Reliable interpretation of clinical imaging requires integrating complementary evidence across modalities, yet most AI systems remain limited by single-modality analysis and poor generalization across institutions. We propose a unified cross-modal framework that bridges mammography and histopathology for breast cancer diagnosis through: (1) a shared vision transformer encoder with lightweight modality-specific adapters, (2) a weakly supervised patient-level contrastive alignment module that learns cross-modal correspondences without pixel-level supervision, (3) domain generalization strategies combining MixStyle augmentation and invariant risk minimization, and (4) causal test-time adaptation for unseen target domains. The model jointly addresses classification, lesion localization, and pathological grading while generating reasoning-guided attention maps that explicitly link suspicious mammographic regions with corresponding histopathological evidence. Evaluated on four public benchmarks (CBIS-DDSM, INbreast, BACH, CAMELYON16/17), the framework consistently outperforms state-of-the-art unimodal, multimodal, and domain generalization baselines, achieving mean AUC of 0.90 under rigorous leave-one-domain-out evaluation and substantially smaller domain gaps (0.03 vs. 0.06-0.10).
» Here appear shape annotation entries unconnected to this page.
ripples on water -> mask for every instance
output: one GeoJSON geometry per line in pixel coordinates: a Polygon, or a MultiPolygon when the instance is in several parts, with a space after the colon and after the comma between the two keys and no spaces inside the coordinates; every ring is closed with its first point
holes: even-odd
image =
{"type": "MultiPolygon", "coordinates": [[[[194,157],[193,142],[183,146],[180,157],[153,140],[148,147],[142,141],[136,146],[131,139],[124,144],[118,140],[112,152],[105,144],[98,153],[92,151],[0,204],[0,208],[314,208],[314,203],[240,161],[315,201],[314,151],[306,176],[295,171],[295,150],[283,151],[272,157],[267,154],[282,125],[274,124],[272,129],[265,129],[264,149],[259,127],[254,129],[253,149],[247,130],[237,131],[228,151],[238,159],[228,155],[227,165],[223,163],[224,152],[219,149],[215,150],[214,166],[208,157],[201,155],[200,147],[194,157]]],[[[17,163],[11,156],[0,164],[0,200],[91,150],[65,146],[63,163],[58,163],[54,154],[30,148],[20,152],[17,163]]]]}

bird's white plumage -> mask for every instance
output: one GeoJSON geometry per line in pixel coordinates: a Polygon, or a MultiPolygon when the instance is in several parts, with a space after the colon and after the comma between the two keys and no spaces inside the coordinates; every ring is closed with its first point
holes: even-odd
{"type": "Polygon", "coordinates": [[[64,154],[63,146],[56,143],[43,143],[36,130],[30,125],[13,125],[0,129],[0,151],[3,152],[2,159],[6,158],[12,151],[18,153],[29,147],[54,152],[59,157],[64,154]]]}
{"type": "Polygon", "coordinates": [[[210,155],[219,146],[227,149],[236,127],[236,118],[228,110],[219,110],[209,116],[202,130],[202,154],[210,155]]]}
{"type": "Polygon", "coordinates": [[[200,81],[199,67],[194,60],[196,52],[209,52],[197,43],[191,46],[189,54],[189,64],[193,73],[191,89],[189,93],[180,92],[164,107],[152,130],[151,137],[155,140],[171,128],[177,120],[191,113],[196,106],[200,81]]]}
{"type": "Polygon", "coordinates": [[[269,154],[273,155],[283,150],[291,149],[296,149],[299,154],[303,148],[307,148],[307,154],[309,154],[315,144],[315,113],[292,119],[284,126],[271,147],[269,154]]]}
Visualization and interpretability analyses further confirm that predictions align with clinically meaningful features, supporting transparency and trust. By advancing multimodal integration, cross-institutional robustness, and explainability, this study represents a step toward clinically deployable AI systems for diagnostic decision support.